Admittedly, I have to let some things through because I'm a freelance musician and if I don't take a call, the client will move on to the next person on their list. But at least leaving a voice mail means the caller doesn't know if they've reached a live line or not.
A personalized Viking Raider takes your package on a saga to your chosen destination, looting and pillaging on the way while yelling battlecries and occasionally throwing an axe.
A girl got lost. She wanted to call her mom, but the girl had left her phone at home. So she went to the library to phone her mom. The librarian refused to let the girl make a call. [N.B. Yes, the librarian got in hot water for that move]
The girl eventually convinced a stranger to let the girl call her mom using the stranger's phone.
The mom, who was frantically trying to locate her daughter, took the call even though it was from an unknown number.
How many people would make an exception in that case of an unknown number calling?
>> The mom, who was frantically trying to locate her daughter, took the call even though it was from an unknown number.
>> How many people would make an exception in that case of an unknown number calling?
Duh!

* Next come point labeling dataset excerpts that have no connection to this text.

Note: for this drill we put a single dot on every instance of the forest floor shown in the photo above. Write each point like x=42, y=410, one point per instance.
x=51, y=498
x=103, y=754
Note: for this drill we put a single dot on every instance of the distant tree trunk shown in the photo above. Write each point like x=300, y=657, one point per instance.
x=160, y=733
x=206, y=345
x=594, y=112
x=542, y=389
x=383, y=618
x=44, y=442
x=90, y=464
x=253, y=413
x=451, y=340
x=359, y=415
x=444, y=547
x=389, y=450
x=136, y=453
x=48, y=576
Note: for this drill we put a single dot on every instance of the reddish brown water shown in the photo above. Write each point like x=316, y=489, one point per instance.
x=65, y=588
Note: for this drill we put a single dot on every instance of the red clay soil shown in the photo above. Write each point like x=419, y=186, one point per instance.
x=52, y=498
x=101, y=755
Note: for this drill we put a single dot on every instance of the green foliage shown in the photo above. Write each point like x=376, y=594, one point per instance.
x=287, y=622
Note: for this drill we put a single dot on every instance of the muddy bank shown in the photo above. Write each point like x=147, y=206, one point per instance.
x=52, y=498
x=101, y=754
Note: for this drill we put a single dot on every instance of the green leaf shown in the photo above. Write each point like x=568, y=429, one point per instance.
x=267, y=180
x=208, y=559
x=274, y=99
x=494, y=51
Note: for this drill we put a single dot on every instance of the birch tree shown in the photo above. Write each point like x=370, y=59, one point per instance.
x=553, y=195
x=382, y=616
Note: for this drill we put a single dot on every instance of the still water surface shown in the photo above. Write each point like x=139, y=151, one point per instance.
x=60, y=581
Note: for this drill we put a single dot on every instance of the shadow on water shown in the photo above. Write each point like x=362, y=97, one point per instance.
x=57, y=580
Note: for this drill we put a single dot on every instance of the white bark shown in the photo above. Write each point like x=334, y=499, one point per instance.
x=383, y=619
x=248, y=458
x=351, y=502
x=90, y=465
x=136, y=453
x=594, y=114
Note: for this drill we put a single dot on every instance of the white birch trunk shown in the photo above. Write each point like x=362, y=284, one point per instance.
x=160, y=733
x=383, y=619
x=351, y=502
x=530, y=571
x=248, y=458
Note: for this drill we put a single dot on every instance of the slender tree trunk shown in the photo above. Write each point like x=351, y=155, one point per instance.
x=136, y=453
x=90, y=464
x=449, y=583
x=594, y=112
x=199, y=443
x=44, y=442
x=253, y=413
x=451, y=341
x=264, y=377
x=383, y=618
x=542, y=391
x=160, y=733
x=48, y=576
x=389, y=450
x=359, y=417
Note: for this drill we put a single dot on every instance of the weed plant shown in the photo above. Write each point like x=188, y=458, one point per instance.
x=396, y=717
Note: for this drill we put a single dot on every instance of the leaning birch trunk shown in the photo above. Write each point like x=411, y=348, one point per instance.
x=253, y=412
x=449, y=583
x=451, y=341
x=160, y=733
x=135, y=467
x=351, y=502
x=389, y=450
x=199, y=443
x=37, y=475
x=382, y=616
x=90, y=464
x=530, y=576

What a stupid question. Almost everyone in extreme distress due to losing their child would take anything, call, stranger knocking at the door, medium talking to the ether. Anything! :)

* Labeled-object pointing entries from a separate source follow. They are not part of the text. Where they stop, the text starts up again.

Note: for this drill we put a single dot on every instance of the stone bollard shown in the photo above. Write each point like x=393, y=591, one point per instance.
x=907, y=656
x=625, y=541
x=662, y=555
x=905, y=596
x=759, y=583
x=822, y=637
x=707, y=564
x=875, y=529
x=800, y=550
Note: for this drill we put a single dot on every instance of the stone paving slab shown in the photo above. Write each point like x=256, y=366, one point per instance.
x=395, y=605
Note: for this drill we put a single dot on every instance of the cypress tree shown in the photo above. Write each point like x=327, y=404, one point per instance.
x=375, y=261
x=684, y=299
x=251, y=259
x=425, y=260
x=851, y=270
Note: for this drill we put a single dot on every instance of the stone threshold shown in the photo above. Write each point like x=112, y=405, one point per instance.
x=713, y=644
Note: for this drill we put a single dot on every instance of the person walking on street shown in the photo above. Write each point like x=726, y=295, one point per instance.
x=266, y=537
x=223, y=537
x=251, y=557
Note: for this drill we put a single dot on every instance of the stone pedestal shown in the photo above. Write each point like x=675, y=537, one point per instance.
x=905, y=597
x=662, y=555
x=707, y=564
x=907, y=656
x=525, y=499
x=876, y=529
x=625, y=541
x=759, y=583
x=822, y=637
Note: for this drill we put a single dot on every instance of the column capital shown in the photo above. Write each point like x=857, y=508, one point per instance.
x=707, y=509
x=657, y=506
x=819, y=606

I get this is an Idiocracy-level type of question: "If you have one bucket that contains 2 gallons and another bucket that contains 7 gallons, how many buckets do you have?"
That's the point - all the people who said, "Not in contact list, do not pickup" (including me), did they think about an exception list?
I know I didn't. Short-sighted reaction after getting inundated with mandarin-speaking spammers.
I don't know what the globally correct answer is. But "never pickup" seems too extreme (even if the person, calling on the unknown number, leaves a voicemail, if you can't reach them with a return call, what then?)